The core message in the piece about resisting complexity in this piece is awesome. Composability helps scale your R&D costs and help you make a set of reusable tools that you can invest a lot in hardening and testing.

The autonomous nature of agents means higher costs, and the potential for compounding errors.

An “Agent”, which can exercise high degrees of freedom, with access to many tools, the ability to change state, can and will lead to multiple confused deputy risks. Once it makes a wrong decision, it can easily “go too far” on that assumption, and may make things disastrous. Understanding where to place the “human in the loop” is key.
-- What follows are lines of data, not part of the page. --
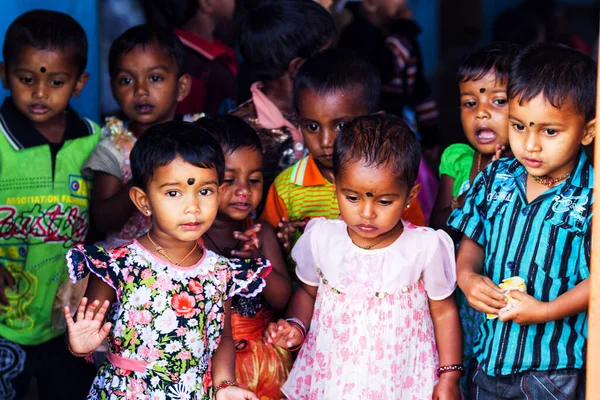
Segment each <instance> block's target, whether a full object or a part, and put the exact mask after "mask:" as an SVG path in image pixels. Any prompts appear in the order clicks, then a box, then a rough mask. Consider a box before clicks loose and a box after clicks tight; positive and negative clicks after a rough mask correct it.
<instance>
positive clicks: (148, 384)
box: [67, 240, 271, 400]
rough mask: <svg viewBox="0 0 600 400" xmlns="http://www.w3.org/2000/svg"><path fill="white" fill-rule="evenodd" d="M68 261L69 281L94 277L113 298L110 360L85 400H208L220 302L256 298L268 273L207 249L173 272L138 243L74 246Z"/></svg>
mask: <svg viewBox="0 0 600 400" xmlns="http://www.w3.org/2000/svg"><path fill="white" fill-rule="evenodd" d="M67 263H68V266H69V273H70V275H71V278H72V280H73V281H78V280H80V279H82V278H83V277H85V276H86V275H87V274H88V273H89V272H92V273H93V274H95V275H96V276H98V277H100V278H101V279H102V280H103V281H104V282H106V283H107V284H108V285H109V286H110V287H112V288H113V289H114V290H115V292H116V294H117V301H116V302H115V304H114V305H113V307H112V308H111V310H110V311H109V313H108V315H107V321H109V322H111V323H112V329H111V331H110V333H109V335H108V343H109V354H108V356H107V360H106V361H105V362H104V364H103V365H102V366H101V367H100V369H99V370H98V373H97V376H96V379H95V380H94V382H93V385H92V388H91V389H90V393H89V395H88V399H102V400H104V399H111V400H112V399H115V400H116V399H152V400H154V399H172V398H174V399H197V400H204V399H208V398H209V397H208V394H207V390H208V386H209V382H210V373H209V371H210V362H211V357H212V355H213V353H214V351H215V350H216V349H217V347H218V345H219V340H220V336H221V332H222V329H223V324H224V317H225V314H224V308H223V307H224V302H225V301H226V300H227V299H229V298H230V297H231V296H233V295H240V296H245V297H253V296H255V295H257V294H258V293H260V292H261V291H262V289H263V287H264V285H265V281H264V277H266V275H268V273H269V272H270V270H271V265H270V263H269V262H268V261H267V260H265V259H252V260H243V261H242V260H227V259H225V258H223V257H220V256H218V255H217V254H215V253H213V252H212V251H210V250H205V251H204V257H203V258H202V260H200V261H199V262H198V263H197V264H196V265H194V266H190V267H177V266H175V265H172V264H169V263H167V262H165V261H164V260H161V259H158V258H157V257H155V256H154V255H153V254H152V253H150V252H149V251H148V250H147V249H145V248H144V247H143V246H142V245H141V244H140V243H139V242H138V241H136V240H134V241H133V242H132V243H131V244H129V245H126V246H122V247H119V248H116V249H114V250H109V251H106V250H104V249H102V248H100V247H96V246H78V247H76V248H73V249H71V250H70V251H69V253H68V254H67Z"/></svg>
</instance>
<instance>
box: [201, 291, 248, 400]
mask: <svg viewBox="0 0 600 400" xmlns="http://www.w3.org/2000/svg"><path fill="white" fill-rule="evenodd" d="M224 312H225V323H224V325H223V332H222V333H221V341H220V342H219V347H217V350H215V353H214V354H213V356H212V381H213V386H214V387H219V385H221V384H222V383H223V382H224V381H228V382H234V381H235V346H234V343H233V336H232V333H231V300H227V301H226V302H225V304H224ZM215 398H216V399H218V400H221V399H253V400H254V399H256V400H258V397H256V395H255V394H254V393H252V392H250V391H248V390H246V389H242V388H239V387H236V386H228V387H225V388H223V389H220V390H218V392H217V393H216V395H215Z"/></svg>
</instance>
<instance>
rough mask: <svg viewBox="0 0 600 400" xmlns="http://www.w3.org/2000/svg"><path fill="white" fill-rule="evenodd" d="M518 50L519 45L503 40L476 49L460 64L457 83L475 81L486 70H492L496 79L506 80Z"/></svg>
mask: <svg viewBox="0 0 600 400" xmlns="http://www.w3.org/2000/svg"><path fill="white" fill-rule="evenodd" d="M520 50H521V47H520V46H519V45H516V44H512V43H505V42H498V43H492V44H490V45H487V46H484V47H482V48H480V49H477V50H475V51H474V52H473V53H471V54H470V55H469V56H468V57H467V58H466V59H465V60H464V61H463V62H462V63H461V64H460V66H459V67H458V73H457V75H456V80H457V81H458V83H459V84H461V83H465V82H468V81H477V80H479V79H481V78H483V77H484V76H485V75H486V74H487V73H488V72H493V73H494V74H495V75H496V80H500V81H501V82H507V81H508V75H509V74H510V66H511V64H512V62H513V60H514V59H515V57H516V56H517V55H518V54H519V51H520Z"/></svg>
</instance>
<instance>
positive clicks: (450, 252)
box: [423, 230, 456, 300]
mask: <svg viewBox="0 0 600 400" xmlns="http://www.w3.org/2000/svg"><path fill="white" fill-rule="evenodd" d="M431 235H432V236H433V237H432V239H430V241H431V244H430V245H429V251H428V253H427V260H426V264H425V268H424V271H423V283H424V285H425V290H426V291H427V296H428V297H429V298H430V299H432V300H443V299H445V298H446V297H448V296H450V295H451V294H452V293H453V292H454V289H456V262H455V261H454V260H455V259H454V243H453V242H452V239H450V236H448V234H447V233H446V232H444V231H442V230H438V231H434V232H431Z"/></svg>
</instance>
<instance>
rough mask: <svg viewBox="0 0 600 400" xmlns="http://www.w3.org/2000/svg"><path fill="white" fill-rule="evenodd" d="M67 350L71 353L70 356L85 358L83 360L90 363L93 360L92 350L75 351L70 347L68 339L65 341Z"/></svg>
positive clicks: (92, 360)
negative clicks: (83, 352) (83, 359)
mask: <svg viewBox="0 0 600 400" xmlns="http://www.w3.org/2000/svg"><path fill="white" fill-rule="evenodd" d="M67 350H69V353H71V355H72V356H75V357H79V358H85V360H86V361H87V362H90V363H93V362H94V352H93V351H90V352H89V353H76V352H74V351H73V349H72V348H71V343H69V341H67Z"/></svg>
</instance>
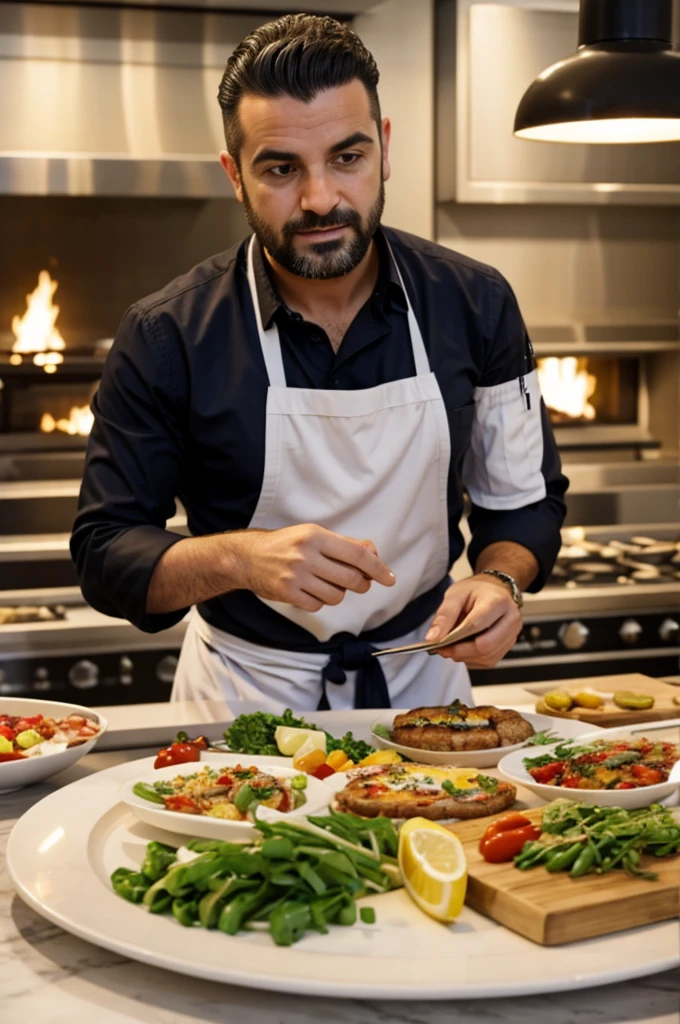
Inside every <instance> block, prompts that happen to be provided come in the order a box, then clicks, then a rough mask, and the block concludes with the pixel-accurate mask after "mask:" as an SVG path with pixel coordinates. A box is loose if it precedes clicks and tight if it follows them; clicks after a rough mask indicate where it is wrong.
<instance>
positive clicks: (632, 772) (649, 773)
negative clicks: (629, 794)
mask: <svg viewBox="0 0 680 1024" xmlns="http://www.w3.org/2000/svg"><path fill="white" fill-rule="evenodd" d="M631 775H632V776H633V778H634V779H635V781H636V782H639V783H640V785H656V784H657V783H658V782H663V781H664V780H665V776H664V772H662V771H660V770H658V768H649V767H648V766H647V765H633V767H632V768H631Z"/></svg>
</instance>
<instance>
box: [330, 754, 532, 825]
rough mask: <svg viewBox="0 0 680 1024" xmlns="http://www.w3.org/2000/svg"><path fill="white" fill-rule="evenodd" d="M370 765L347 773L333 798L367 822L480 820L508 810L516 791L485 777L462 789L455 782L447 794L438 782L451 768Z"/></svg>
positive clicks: (472, 780) (488, 778) (487, 777)
mask: <svg viewBox="0 0 680 1024" xmlns="http://www.w3.org/2000/svg"><path fill="white" fill-rule="evenodd" d="M372 767H373V770H371V769H370V768H369V769H366V768H358V769H355V770H354V771H349V772H348V773H347V774H348V776H349V780H348V782H347V785H346V786H345V788H344V790H342V791H341V792H340V793H339V794H338V795H337V797H336V800H337V804H338V808H339V809H340V810H341V811H349V812H351V813H352V814H359V815H362V817H366V818H376V817H379V816H382V817H386V818H414V817H422V818H429V819H430V820H433V821H437V820H441V819H442V818H479V817H484V816H485V815H487V814H497V813H498V812H499V811H504V810H505V809H506V808H508V807H511V806H512V804H513V803H514V801H515V796H516V792H517V791H516V790H515V786H514V785H511V784H510V783H509V782H500V781H498V780H497V779H491V778H488V776H483V775H482V776H481V778H482V779H483V780H484V786H485V787H481V786H480V785H478V784H476V781H475V779H474V778H468V779H467V781H466V782H465V783H464V787H462V788H458V786H457V785H456V783H455V782H454V783H452V784H453V786H454V791H453V792H448V791H445V790H443V788H442V786H441V783H442V781H443V780H444V779H445V778H447V777H449V776H450V775H451V774H452V772H451V770H449V771H445V770H442V769H436V768H433V767H432V766H431V765H381V766H372ZM376 767H377V768H378V770H377V771H376ZM494 783H496V784H495V785H494Z"/></svg>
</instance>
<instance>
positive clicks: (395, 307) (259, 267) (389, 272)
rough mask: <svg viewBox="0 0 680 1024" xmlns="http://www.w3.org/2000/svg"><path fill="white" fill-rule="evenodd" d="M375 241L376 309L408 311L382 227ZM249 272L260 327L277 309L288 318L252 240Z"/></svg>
mask: <svg viewBox="0 0 680 1024" xmlns="http://www.w3.org/2000/svg"><path fill="white" fill-rule="evenodd" d="M375 242H376V245H377V247H378V255H379V269H378V281H377V282H376V287H375V290H374V293H373V294H374V298H375V300H376V301H377V302H378V303H379V308H380V309H381V310H383V311H385V312H391V310H392V309H398V310H400V311H401V312H406V311H407V309H408V308H409V306H408V301H407V297H406V294H405V292H403V289H402V288H401V284H400V282H399V275H398V273H397V269H396V265H395V263H394V256H393V255H392V253H391V252H390V250H389V248H388V245H387V239H386V238H385V234H384V232H383V230H382V228H378V230H377V231H376V233H375ZM253 270H254V273H255V287H256V289H257V300H258V303H259V307H260V316H261V318H262V327H263V328H264V330H265V331H266V330H268V328H270V327H271V322H272V321H273V318H274V316H275V314H277V313H278V312H279V311H280V310H283V312H284V313H285V314H287V315H289V316H290V315H291V310H290V309H289V308H288V306H286V304H285V303H284V302H283V300H282V298H281V296H280V295H279V292H278V291H277V287H275V285H274V282H273V276H272V274H271V271H270V269H269V264H268V262H267V259H266V257H265V255H264V250H263V249H262V244H261V243H260V241H259V239H256V240H255V245H254V247H253Z"/></svg>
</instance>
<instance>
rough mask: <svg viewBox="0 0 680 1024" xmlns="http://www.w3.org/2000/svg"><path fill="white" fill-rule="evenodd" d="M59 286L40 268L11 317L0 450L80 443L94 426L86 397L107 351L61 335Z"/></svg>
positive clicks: (92, 392) (29, 447)
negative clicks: (37, 282) (9, 342)
mask: <svg viewBox="0 0 680 1024" xmlns="http://www.w3.org/2000/svg"><path fill="white" fill-rule="evenodd" d="M57 288H58V282H57V281H55V280H53V279H52V278H51V276H50V274H49V272H48V271H47V270H41V271H40V273H39V274H38V283H37V285H36V287H35V289H34V290H33V291H32V292H30V293H29V294H28V295H27V296H26V308H25V309H24V311H23V312H16V313H14V314H13V315H12V317H11V335H10V344H7V341H5V343H4V345H0V451H9V449H8V447H7V445H9V446H10V449H11V446H12V445H16V444H18V447H19V449H20V450H22V451H27V450H32V451H36V450H37V451H40V450H42V449H44V447H45V446H48V447H49V451H55V450H58V449H59V447H63V446H65V445H66V446H67V447H70V446H72V445H73V444H74V443H81V444H82V445H84V444H85V440H86V438H87V437H88V435H89V433H90V430H91V428H92V422H93V417H92V413H91V412H90V403H91V401H92V398H93V396H94V393H95V391H96V388H97V385H98V381H99V377H100V375H101V367H102V362H103V356H104V354H105V352H103V351H98V350H96V348H95V346H91V345H90V346H89V347H86V348H83V347H81V346H78V345H72V344H70V343H69V341H68V339H67V338H65V337H62V336H61V334H60V332H59V329H58V327H57V324H56V321H57V318H58V315H59V306H58V304H57V303H55V301H54V293H55V292H56V290H57ZM79 439H80V441H79Z"/></svg>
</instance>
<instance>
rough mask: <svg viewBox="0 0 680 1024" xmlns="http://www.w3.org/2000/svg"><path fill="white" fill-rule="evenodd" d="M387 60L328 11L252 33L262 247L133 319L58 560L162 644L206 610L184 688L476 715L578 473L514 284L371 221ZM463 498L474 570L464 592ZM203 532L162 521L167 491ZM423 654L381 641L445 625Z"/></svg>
mask: <svg viewBox="0 0 680 1024" xmlns="http://www.w3.org/2000/svg"><path fill="white" fill-rule="evenodd" d="M377 83H378V69H377V67H376V65H375V61H374V59H373V57H372V56H371V54H370V53H369V52H368V50H367V49H366V48H365V47H364V45H363V44H362V43H360V41H359V40H358V38H357V37H356V36H355V35H354V34H353V33H352V32H351V31H350V30H349V29H348V28H346V27H345V26H343V25H341V24H339V23H337V22H335V20H333V19H332V18H329V17H314V16H309V15H301V14H300V15H295V16H285V17H282V18H280V19H279V20H277V22H273V23H271V24H269V25H265V26H263V27H262V28H260V29H258V30H256V31H255V32H254V33H252V34H251V35H250V36H249V37H247V39H245V40H244V42H243V43H241V44H240V45H239V46H238V47H237V49H236V51H235V52H233V54H232V55H231V57H230V58H229V60H228V63H227V66H226V71H225V73H224V77H223V79H222V83H221V86H220V90H219V101H220V104H221V108H222V111H223V115H224V126H225V135H226V144H227V150H226V152H224V153H222V154H221V155H220V161H221V164H222V167H223V168H224V170H225V172H226V174H227V175H228V177H229V179H230V181H231V184H232V185H233V188H235V191H236V195H237V198H238V199H239V201H240V202H242V203H243V204H244V207H245V211H246V215H247V218H248V221H249V223H250V226H251V228H252V230H253V232H254V233H253V236H252V237H251V238H250V239H248V240H246V241H245V242H243V243H242V244H241V245H239V246H236V247H235V248H233V249H231V250H228V251H227V252H225V253H221V254H220V255H218V256H215V257H213V258H211V259H209V260H206V262H204V263H202V264H201V265H199V266H197V267H195V268H194V269H192V270H189V272H188V273H187V274H185V275H184V276H182V278H179V279H177V280H176V281H174V282H172V283H171V284H170V285H168V286H167V287H166V288H165V289H163V290H162V291H161V292H158V293H157V294H155V295H152V296H150V297H147V298H145V299H143V300H142V301H141V302H138V303H136V304H135V305H134V306H132V307H131V309H129V310H128V312H127V314H126V315H125V317H124V319H123V323H122V325H121V328H120V330H119V333H118V336H117V338H116V342H115V345H114V347H113V349H112V351H111V354H110V356H109V359H108V361H107V366H105V369H104V373H103V377H102V380H101V385H100V387H99V391H98V393H97V395H96V398H95V400H94V402H93V412H94V417H95V421H94V426H93V429H92V434H91V437H90V443H89V449H88V456H87V464H86V469H85V475H84V480H83V486H82V492H81V500H80V510H79V513H78V517H77V519H76V523H75V527H74V534H73V539H72V552H73V556H74V559H75V561H76V563H77V565H78V570H79V574H80V579H81V583H82V587H83V593H84V595H85V597H86V599H87V600H88V601H89V602H90V603H91V604H92V605H93V606H94V607H96V608H98V609H99V610H101V611H103V612H105V613H108V614H113V615H119V616H122V617H127V618H129V620H130V621H131V622H132V623H134V624H135V625H136V626H138V627H139V628H140V629H142V630H145V631H148V632H155V631H158V630H162V629H165V628H166V627H169V626H171V625H173V624H175V623H177V622H178V621H179V620H180V618H181V617H182V616H183V615H184V614H185V613H186V611H187V610H188V608H189V607H190V606H193V605H194V606H196V608H195V611H194V613H193V616H192V620H190V622H189V625H188V630H187V634H186V638H185V641H184V645H183V647H182V652H181V656H180V659H179V666H178V669H177V675H176V679H175V684H174V688H173V697H175V698H184V699H186V698H193V697H194V698H197V697H219V696H224V697H226V698H227V699H228V698H230V699H235V698H240V699H246V698H248V699H256V700H260V701H263V702H264V701H267V700H268V701H277V702H278V703H286V705H290V706H291V707H293V708H299V709H310V708H316V707H317V706H318V707H321V708H328V707H334V708H338V707H351V706H352V705H353V706H354V707H388V706H389V703H390V701H391V702H392V703H394V705H400V706H406V707H409V706H414V705H417V703H421V705H424V703H425V705H426V703H438V702H444V701H449V700H451V699H453V698H455V697H460V698H462V699H464V700H468V701H469V700H470V699H471V697H470V686H469V676H468V673H467V668H466V666H468V667H471V668H476V667H484V666H493V665H495V664H496V663H497V662H498V660H499V659H500V658H501V657H502V656H503V655H504V654H505V652H506V651H507V650H508V649H509V648H510V647H511V646H512V644H513V643H514V641H515V639H516V637H517V634H518V632H519V629H520V625H521V617H520V612H519V605H520V604H521V596H520V591H521V590H525V589H532V590H538V589H540V587H541V586H542V585H543V583H544V582H545V579H546V577H547V574H548V573H549V571H550V569H551V567H552V564H553V561H554V558H555V556H556V553H557V550H558V546H559V527H560V524H561V522H562V518H563V514H564V505H563V501H562V498H563V494H564V490H565V488H566V482H567V481H566V479H565V478H564V477H563V476H562V475H561V473H560V466H559V459H558V457H557V454H556V451H555V445H554V441H553V437H552V434H551V431H550V427H549V424H548V420H547V417H546V413H545V409H544V408H543V404H542V402H541V398H540V394H539V388H538V382H537V374H536V370H535V369H534V361H533V353H532V348H530V344H529V342H528V339H527V338H526V336H525V332H524V328H523V325H522V322H521V317H520V314H519V311H518V309H517V305H516V302H515V299H514V296H513V294H512V292H511V290H510V288H509V286H508V285H507V284H506V282H505V281H504V280H503V278H502V276H501V275H500V274H499V273H498V272H497V271H496V270H494V269H492V268H491V267H487V266H483V265H481V264H479V263H475V262H474V261H472V260H469V259H466V258H465V257H463V256H460V255H458V254H456V253H453V252H451V251H450V250H447V249H444V248H442V247H439V246H436V245H433V244H432V243H430V242H426V241H424V240H421V239H417V238H414V237H412V236H408V234H405V233H402V232H399V231H395V230H389V229H383V228H381V227H380V220H381V214H382V210H383V203H384V181H385V180H386V179H387V178H388V177H389V161H388V155H389V139H390V124H389V121H388V120H387V119H386V118H385V119H382V118H381V113H380V106H379V102H378V94H377ZM463 486H465V487H466V489H467V490H468V493H469V495H470V498H471V501H472V512H471V516H470V523H471V528H472V543H471V546H470V552H469V557H470V560H471V563H472V564H473V565H474V568H475V574H474V575H472V577H471V578H469V579H466V580H461V581H458V582H456V583H453V584H452V581H451V579H450V578H449V568H450V566H451V565H452V564H453V562H454V561H455V560H456V559H457V558H458V556H459V555H460V553H461V551H462V549H463V540H462V537H461V534H460V530H459V520H460V518H461V514H462V511H463ZM176 497H179V498H180V499H181V501H182V504H183V506H184V508H185V509H186V514H187V522H188V526H189V530H190V534H192V537H190V538H180V537H178V536H176V535H174V534H171V532H168V531H167V530H166V529H165V524H166V522H167V520H168V518H169V517H171V516H172V515H173V514H174V510H175V505H174V501H175V498H176ZM461 622H466V623H467V625H469V626H474V627H475V628H476V630H477V631H482V633H481V635H480V636H479V637H478V638H477V639H475V640H469V641H465V642H462V643H461V644H460V645H457V646H455V647H450V648H445V649H442V650H441V651H439V655H440V656H437V657H434V656H432V657H427V656H426V655H425V654H423V653H422V652H421V653H417V654H411V655H408V654H396V655H390V656H388V657H385V658H384V659H377V658H374V657H372V652H373V651H374V650H375V649H377V648H379V647H385V646H396V645H401V644H407V643H410V642H414V641H418V640H422V639H423V637H424V636H427V638H428V639H433V638H436V637H438V636H443V635H444V634H445V632H448V631H449V630H450V629H451V628H452V627H453V626H454V625H455V624H457V623H461Z"/></svg>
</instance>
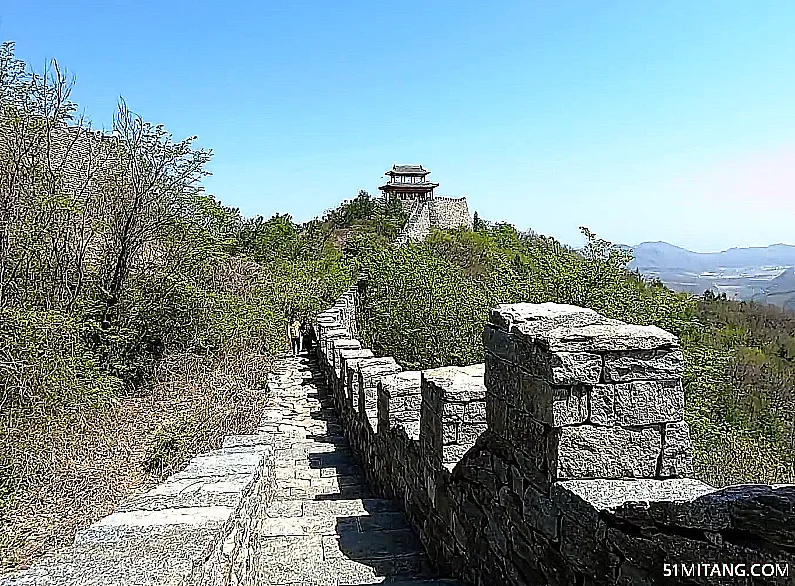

Fine Tuning Not Event Mentioned

Ctrl+F for “fine tuning” in the piece: zero hits. I have spoken in the past on why I believe fine tuning doesn’t make sense for most use cases. I’m sure there are exceptions, but the majority of the time, if you’re looking at a problem, and the solution is fine tuning, you’ve meandered away from the core capabilities of the LLM. Break the problem into smaller bits, and solve them using the composable primitives that the model excels at handling.

Errors Will Happen

The maturity around errors is also starting to disseminate:

Agents are emerging in production as LLMs mature in key capabilities—understanding complex inputs, engaging in reasoning and planning, using tools reliably, and recovering from errors.

In exchange for the ability to scale reasoning like we never could before, organizations have to tolerate some error bars from AI software that they haven’t had to consider before. They should push vendors to make those error bars near human levels, and eventually surpass them! But, they’re a naturally occurring fauna in this ecosystem, and it isn’t the end of the world. ISVs must try to detect and squash them, and users will have to figure out the boundaries of what to allow, given the cost of errors in their domain and the trustworthiness of the software.